FR 2082
Registration of a Securities Holding Company

Form:

Current (95.6 KB .PDF)

Instructions:

Current (33.5 KB .PDF)

Description:

The reporting requirements associated with Regulation OO implement section 618 of the Dodd-Frank Wall Street Reform and Consumer Protection Act (Dodd-Frank Act), which permits nonbank companies that own at least one registered securities broker or dealer, and that are required by a foreign regulator or provision of foreign law to be subject to comprehensive consolidated supervision, to register with the Board and subject themselves to supervision by the Board. The 2082 registration form asks for information on: the organization chart (including all subsidiaries), shareholders, senior officers and directors, methods used to monitor and control its operations, and foreign bank subsidiaries and the bank regulatory system in which these foreign bank subsidiaries operate.

OMB Control Number:

7100-0347

Purpose:

The information is used by the Federal Reserve to ensure that a securities holding company (SHC) satisfies the requirements to make an effective registration to become a supervised securities holding company.

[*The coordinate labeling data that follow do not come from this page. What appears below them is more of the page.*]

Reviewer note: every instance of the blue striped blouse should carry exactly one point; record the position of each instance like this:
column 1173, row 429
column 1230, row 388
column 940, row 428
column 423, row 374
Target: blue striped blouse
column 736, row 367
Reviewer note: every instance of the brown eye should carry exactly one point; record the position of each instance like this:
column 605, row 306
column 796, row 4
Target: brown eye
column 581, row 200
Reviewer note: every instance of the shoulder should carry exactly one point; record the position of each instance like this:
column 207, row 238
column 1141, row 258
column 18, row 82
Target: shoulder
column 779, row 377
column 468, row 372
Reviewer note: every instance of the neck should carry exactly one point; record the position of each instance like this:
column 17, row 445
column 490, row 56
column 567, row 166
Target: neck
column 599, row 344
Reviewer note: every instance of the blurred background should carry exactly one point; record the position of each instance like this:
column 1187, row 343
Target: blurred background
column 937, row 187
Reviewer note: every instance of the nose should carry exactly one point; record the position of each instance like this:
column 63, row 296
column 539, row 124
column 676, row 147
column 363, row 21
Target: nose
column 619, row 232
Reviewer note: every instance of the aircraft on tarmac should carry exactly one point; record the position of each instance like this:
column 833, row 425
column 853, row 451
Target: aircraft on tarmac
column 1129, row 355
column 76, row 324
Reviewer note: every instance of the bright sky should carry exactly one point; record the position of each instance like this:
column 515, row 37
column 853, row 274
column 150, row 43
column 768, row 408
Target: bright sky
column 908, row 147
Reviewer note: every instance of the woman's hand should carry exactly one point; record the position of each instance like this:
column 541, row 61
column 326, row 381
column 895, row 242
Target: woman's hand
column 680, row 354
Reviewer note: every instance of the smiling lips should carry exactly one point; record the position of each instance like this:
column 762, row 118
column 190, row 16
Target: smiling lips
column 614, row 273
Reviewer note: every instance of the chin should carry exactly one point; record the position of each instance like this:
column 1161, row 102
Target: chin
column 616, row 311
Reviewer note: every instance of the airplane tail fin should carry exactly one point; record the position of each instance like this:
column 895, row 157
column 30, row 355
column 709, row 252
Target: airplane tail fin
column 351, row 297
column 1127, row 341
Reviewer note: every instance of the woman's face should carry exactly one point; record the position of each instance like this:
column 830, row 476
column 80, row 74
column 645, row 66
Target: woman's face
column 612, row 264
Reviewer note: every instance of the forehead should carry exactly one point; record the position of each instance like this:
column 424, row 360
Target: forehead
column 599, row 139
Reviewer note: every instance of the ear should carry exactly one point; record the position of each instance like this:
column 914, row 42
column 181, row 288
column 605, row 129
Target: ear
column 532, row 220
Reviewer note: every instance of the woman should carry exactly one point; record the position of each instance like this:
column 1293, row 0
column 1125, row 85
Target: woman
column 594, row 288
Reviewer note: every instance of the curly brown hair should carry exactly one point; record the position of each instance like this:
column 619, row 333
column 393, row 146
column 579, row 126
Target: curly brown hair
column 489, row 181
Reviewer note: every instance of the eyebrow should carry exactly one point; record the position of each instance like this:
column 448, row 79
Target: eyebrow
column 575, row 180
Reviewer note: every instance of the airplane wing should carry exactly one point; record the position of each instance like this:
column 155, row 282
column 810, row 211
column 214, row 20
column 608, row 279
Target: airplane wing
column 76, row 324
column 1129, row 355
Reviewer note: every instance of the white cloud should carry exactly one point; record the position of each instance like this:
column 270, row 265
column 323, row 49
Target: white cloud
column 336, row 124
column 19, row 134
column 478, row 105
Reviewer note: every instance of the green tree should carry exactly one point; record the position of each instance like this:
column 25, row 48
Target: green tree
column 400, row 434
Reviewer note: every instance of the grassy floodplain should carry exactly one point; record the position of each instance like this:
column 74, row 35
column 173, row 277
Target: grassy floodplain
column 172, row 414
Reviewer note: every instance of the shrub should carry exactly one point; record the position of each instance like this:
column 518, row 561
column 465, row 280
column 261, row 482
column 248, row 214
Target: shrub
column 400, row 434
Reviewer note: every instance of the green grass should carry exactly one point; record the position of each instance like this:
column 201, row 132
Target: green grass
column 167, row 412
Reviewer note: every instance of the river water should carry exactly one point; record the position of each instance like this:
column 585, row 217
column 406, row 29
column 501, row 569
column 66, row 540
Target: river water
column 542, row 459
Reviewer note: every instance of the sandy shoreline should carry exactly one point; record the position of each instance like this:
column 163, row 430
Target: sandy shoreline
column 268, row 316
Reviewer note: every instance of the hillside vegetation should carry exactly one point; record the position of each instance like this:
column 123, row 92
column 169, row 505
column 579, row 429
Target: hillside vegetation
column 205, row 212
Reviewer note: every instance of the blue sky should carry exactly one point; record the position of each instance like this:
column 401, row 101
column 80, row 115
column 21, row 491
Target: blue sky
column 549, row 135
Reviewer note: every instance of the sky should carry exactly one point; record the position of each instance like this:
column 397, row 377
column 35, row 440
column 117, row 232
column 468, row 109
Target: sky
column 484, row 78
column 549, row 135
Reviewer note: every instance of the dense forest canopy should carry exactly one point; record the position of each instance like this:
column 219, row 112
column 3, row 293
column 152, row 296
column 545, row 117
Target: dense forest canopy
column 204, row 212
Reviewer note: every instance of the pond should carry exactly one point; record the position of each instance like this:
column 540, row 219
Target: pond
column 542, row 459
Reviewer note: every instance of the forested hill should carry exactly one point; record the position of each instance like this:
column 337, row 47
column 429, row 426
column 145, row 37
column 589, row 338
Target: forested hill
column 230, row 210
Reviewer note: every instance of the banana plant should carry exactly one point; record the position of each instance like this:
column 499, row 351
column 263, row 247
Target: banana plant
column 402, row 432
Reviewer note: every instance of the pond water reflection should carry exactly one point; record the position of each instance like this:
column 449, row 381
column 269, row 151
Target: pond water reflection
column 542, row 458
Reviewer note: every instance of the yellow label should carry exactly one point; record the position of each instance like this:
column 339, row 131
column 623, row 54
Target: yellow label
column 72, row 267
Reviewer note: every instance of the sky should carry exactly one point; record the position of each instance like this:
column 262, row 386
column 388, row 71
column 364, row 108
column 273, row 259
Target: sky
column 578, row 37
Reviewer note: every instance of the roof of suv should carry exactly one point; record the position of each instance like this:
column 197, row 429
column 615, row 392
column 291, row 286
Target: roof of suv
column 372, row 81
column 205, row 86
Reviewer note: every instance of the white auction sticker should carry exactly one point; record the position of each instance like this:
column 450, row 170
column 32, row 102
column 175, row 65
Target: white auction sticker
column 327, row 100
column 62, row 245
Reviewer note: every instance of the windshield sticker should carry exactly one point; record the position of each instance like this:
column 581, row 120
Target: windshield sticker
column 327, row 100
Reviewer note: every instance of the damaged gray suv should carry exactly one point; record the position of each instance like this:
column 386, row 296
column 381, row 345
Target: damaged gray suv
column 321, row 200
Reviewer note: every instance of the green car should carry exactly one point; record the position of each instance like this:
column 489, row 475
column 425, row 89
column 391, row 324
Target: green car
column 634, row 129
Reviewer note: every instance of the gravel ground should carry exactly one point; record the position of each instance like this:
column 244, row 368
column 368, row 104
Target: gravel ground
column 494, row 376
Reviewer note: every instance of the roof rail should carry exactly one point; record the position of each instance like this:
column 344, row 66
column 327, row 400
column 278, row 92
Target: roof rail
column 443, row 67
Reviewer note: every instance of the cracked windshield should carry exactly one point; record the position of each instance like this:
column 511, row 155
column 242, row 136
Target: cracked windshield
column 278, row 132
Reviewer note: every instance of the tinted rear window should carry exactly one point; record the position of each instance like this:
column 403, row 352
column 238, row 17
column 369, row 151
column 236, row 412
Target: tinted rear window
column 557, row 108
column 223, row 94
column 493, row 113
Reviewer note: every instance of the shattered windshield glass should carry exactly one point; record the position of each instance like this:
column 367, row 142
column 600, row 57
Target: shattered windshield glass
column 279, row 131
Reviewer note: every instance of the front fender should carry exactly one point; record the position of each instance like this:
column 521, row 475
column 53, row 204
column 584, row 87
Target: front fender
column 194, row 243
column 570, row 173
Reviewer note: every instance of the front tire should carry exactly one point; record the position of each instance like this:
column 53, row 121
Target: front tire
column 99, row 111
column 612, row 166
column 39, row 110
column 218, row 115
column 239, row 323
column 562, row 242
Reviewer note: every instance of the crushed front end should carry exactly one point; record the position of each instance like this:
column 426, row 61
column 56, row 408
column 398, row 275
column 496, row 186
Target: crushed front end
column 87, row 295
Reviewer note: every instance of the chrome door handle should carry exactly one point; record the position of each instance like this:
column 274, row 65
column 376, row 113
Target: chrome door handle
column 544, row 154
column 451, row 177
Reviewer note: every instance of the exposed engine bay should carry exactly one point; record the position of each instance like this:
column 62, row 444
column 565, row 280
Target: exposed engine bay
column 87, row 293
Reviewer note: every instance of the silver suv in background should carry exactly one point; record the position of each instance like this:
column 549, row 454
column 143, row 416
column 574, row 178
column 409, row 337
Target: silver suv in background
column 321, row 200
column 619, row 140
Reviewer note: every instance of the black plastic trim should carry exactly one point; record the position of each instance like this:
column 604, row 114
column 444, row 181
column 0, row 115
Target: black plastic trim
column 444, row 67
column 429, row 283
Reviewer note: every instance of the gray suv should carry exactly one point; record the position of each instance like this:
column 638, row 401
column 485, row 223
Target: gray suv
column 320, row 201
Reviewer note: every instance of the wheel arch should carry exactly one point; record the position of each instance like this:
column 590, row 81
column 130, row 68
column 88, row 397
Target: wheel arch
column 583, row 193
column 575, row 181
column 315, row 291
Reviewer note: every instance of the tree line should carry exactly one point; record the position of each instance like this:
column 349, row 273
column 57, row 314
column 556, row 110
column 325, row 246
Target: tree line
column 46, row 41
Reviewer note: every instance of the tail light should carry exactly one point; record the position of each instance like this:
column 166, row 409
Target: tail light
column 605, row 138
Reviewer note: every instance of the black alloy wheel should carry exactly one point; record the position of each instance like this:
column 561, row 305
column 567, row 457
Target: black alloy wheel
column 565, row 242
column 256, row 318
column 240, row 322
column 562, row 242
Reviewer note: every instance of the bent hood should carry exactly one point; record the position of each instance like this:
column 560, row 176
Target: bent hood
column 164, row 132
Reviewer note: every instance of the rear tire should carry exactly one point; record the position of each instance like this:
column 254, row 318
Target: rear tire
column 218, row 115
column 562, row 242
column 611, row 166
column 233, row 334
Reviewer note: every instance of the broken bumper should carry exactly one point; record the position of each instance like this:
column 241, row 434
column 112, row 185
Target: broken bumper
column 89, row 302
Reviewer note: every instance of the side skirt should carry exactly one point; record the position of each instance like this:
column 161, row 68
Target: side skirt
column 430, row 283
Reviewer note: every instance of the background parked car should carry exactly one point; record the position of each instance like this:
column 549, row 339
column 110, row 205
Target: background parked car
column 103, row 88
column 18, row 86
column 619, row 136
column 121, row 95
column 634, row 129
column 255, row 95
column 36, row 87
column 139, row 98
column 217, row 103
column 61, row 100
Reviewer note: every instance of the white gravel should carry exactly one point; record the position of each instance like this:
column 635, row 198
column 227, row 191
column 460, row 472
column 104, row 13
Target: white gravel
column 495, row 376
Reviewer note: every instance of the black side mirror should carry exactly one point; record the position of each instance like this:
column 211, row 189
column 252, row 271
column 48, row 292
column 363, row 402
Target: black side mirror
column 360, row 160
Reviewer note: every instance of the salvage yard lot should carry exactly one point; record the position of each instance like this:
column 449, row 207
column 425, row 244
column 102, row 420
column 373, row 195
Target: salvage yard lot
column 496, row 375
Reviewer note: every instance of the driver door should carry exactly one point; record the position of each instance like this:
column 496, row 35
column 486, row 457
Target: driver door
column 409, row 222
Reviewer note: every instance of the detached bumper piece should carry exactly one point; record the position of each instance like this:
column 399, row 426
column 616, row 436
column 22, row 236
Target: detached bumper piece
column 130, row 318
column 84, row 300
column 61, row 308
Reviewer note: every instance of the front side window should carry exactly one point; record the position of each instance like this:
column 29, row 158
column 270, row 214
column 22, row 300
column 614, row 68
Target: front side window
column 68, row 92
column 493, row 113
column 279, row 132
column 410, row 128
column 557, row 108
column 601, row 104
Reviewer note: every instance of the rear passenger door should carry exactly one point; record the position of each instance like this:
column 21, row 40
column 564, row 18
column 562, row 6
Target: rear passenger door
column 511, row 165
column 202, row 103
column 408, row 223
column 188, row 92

The information also will help inform the supervision of a securities holding company by providing the Federal Reserve with an understanding of, among other things, the company's organizational structure, capital structure, and financial condition.

Background:

The Dodd-Frank Act was enacted into law on July 21, 2010. Section 618 of the Dodd-Frank Act permits a company that owns at least one registered securities broker or dealer (a nonbank securities company), and that is required by a foreign regulator or provision of foreign law to be subject to comprehensive consolidated supervision, to register with the Board as a securities holding company and become subject to supervision and regulation by the Board. A securities holding company that registers with the Board under section 618 is subject to the full examination, supervision, and enforcement regime applicable to a registered bank holding company, including capital requirements set by the Board (although the statute allows the Board to modify its capital rules to account for differences in activities and structure of securities holding companies and bank holding companies). Section 618 also makes a registered securities holding company subject to all of the provisions of the Bank Holding Company Act of 1956 (12 U.S.C. 1841 et seq.) (BHC Act) in the same manner as a bank holding company, other than the restrictions on nonbanking activities contained in section 4 of the BHC Act.

Respondent Panel:

The panel comprises certain nonbank companies that own at least one registered securities broker or dealer and which elect to become a supervised SHC.

Frequency:

The form is filed on a one-time basis when an SHC elects to register as a supervised SHC. The registration becomes effective 45 calendar days after the date the Board receives all required information, or within such shorter period if the Board notifies the SHC in writing.

Public Release:

The Board does not routinely publicly release information collected through the FR 2082. Firms may request certain information provided in connection with the FR 2082 be kept confidential under the Freedom of Information Act (FOIA) in accordance with the Board's Rules Regarding Availability of Information. Confidential commercial or financial information that is both customarily and actually treated as private may be kept confidential under FOIA exemption 4 (12 U.S.C. § 552(b)(4)). Personal and biographical information of individuals required as part of the registration may be treated as confidential under FOIA exemption 6 if its disclosure "would constitute a clearly unwarranted invasion of personal privacy" (12 U.S.C. § 552(b) (6)).